ARS LITTERARIA (18): a Lovecraft story, by Rui Zink


Recebemos novas do escritor Rui Zink, que actualmente se encontra a dar aulas na University of Massachussets Dartmouth, e um novo conto - Love Craft - em torno da metafísica das realidades virtuais e dos amores cibernéticos, que abaixo reproduzimos:

Craft models (2009) / David Zink


LOVE CRAFT

Tal como os lutadores profissionais estão como zombies entre combates – e essa espera pode durar meses – também ele se sentia desempregado, apenas meio vivo, entre cada noite.
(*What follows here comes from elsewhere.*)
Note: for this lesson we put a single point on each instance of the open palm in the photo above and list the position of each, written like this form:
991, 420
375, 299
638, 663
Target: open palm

Não, nem sempre sonhava com ela, aliás nem sabia quem “ela” era, e muitas vezes mesmo sem se recordar de pormenores sabia que o sonho tinha sido um pesadelo e que acordava mais cansado do que quando se deitara. Mas sabia que só quando dormia se encontrava – fosse com o que fosse. Com “ela”, com os monstros lovecraftianos que havia na sua psique, com a essência divina da aventura humana, com a verdadeira e secreta geometria do planeta. De dia, pálida sombra de uma coisa qualquer. Mas atenção, não era só de dia. Não se tratava aqui de nenhum culto romântico da “noite” ou de álcoois tardios no Bairro Alto. Era o sono, apenas o sono. Napoleão justificava a insónia com o não querer que o império lhe escapasse por entre os dedos enquanto dormia. Ele era o contrário: tinha medo que a verdadeira vida lhe escapasse por entre os dedos enquanto estava acordado.

Que, depois, mal ou nada se lembrasse dos sonhos, era apenas um pormenor, lamentável (por uma questão de satisfação), mas sem grande importância.

Esta história podia ter um final feliz, porque um belo dia foi atropelado numa passadeira e entrou em coma. Finalmente estava totalmente imerso num contínuo onde delícias e horrores eram apenas duas das mil e uma faces de um mesmo oceano. Mas, a pedido da mulher, desligaram a máquina.